Several of us went on shore, and having dined upon a roast turkey,
stuffed with plum-pudding (for everything else was cooked in oil, and we
could not eat it), and having drunk as much wine as would float a
jolly-boat, we ordered donkeys, to take a little equestrian exercise.
Some went off tail on end, some with their hind-quarters uppermost, and
then the riders went off instead of the donkeys; some wouldn't go off at
all; as for mine he would go--and where the devil do you think he went?
Why, into the church where all the people were at mass; the poor brute
was dying with thirst, and smelt water. As soon as he was in,
notwithstanding all my tugging and hauling, he ran his nose into the
holy-water font, and drank it all up. Although I thought, that seeing
how few Christians have any religion, you could not expect much from a
donkey, yet I was very much shocked at the sacrilege, and fearful of the
consequences. Nor was it without reason, for the people in the church
were quite horrified, as well they might be, for the brute drank as much
holy-water as would have purified the whole town of Port Mahon, suburbs
and all to boot. They rose up from their knees and seized me, calling
upon all the saints in the calendar. Although I knew what they meant,
not a word of their lingo could I speak, to plead for my life, and I was
almost torn to pieces before the priest came up.

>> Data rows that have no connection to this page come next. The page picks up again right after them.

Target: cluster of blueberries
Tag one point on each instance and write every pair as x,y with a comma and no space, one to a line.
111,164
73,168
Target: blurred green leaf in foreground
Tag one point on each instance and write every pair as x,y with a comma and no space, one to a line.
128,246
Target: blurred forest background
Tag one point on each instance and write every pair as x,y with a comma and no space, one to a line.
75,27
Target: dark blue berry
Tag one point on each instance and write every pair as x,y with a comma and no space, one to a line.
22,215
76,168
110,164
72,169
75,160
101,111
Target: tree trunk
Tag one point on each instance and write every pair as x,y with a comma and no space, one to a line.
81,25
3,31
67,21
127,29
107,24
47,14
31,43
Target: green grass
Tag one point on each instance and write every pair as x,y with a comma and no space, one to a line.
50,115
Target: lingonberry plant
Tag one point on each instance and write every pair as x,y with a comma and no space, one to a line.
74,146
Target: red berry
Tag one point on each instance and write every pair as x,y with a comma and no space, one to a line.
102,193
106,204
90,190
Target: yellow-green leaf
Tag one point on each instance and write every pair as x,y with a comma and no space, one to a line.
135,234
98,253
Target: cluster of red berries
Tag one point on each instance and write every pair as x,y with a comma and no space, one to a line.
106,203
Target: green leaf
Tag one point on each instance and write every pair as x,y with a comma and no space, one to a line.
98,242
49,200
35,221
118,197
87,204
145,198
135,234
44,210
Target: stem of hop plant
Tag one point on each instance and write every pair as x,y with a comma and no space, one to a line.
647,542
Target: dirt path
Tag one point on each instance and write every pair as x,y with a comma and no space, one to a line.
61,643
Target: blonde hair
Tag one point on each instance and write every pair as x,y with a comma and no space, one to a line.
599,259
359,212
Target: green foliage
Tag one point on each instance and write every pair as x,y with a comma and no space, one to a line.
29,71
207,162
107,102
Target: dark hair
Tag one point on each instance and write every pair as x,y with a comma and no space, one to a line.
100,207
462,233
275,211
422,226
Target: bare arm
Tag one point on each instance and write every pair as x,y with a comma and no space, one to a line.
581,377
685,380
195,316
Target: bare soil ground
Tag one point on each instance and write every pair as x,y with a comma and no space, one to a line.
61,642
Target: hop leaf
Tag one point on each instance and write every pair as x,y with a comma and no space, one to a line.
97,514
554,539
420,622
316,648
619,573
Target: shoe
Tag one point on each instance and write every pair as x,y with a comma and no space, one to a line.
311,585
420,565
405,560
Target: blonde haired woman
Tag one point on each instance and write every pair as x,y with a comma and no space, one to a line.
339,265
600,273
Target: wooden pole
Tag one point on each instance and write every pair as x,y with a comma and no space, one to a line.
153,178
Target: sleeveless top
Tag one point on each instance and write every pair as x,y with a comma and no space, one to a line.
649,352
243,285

Perceiving the danger I
was in, I wiped my finger across the wet nose of the donkey, crossed
myself, and then went down on my knees to the priests, crying out _Culpa
mea_, as all good Catholics do--though 'twas no fault of mine, as I said
before, for I tried all I could, and tugged at the brute till my
strength was gone. The priests perceived by the manner in which I
crossed myself that I was a good Catholic, and guessed that it was all a
mistake of the donkey's. They ordered the crowd to be quiet, and sent
for an interpreter, when I explained the whole story. They gave me
absolution for what the donkey had done, and after that, as it was very
rare to meet an English officer who was a good Christian, I was in great
favour during my stay at Minorca, and was living in plenty, paying for
nothing, and as happy as a cricket. So the jackass proved a very good
friend, and, to reward him, I hired him every day, and galloped him all
over the island. But, at last, it occurred to me that I had broken my
leave, for I was so happy on shore that I quite forgot that I had only
permission for twenty-four hours, and I should not have remembered it so
soon, had it not been for a party of marines, headed by a sergeant, who
took me by the collar, and dragged me off my donkey. I was taken on
board, and put under an arrest for my misconduct. Now, Peter, I don't
know anything more agreeable than being put under an arrest. Nothing to
do all day but eat and drink, and please yourself, only forbid to appear
on the quarter-deck, the only place that a midshipman wishes to avoid.
Whether it was to punish me more severely, or whether he forgot all
about me, I can't tell, but it was nearly two months before I was sent
for to the cabin; and the captain, with a most terrible frown, said,
that he trusted that my punishment would be a warning to me, and that
now I might return to my duty. 'Plase your honour,' said I, 'I don't
think that I've been punished enough yet.' 'I am glad to find that you
are so penitent, but you are forgiven, so take care that you do not
oblige me to put you again in confinement.' So, as there was no
persuading him, I was obliged to return to my duty again; but I made a
resolution that I would get into another scrape again as soon as I
dared--"

"Sail on the starboard bow!" cried the look-out man.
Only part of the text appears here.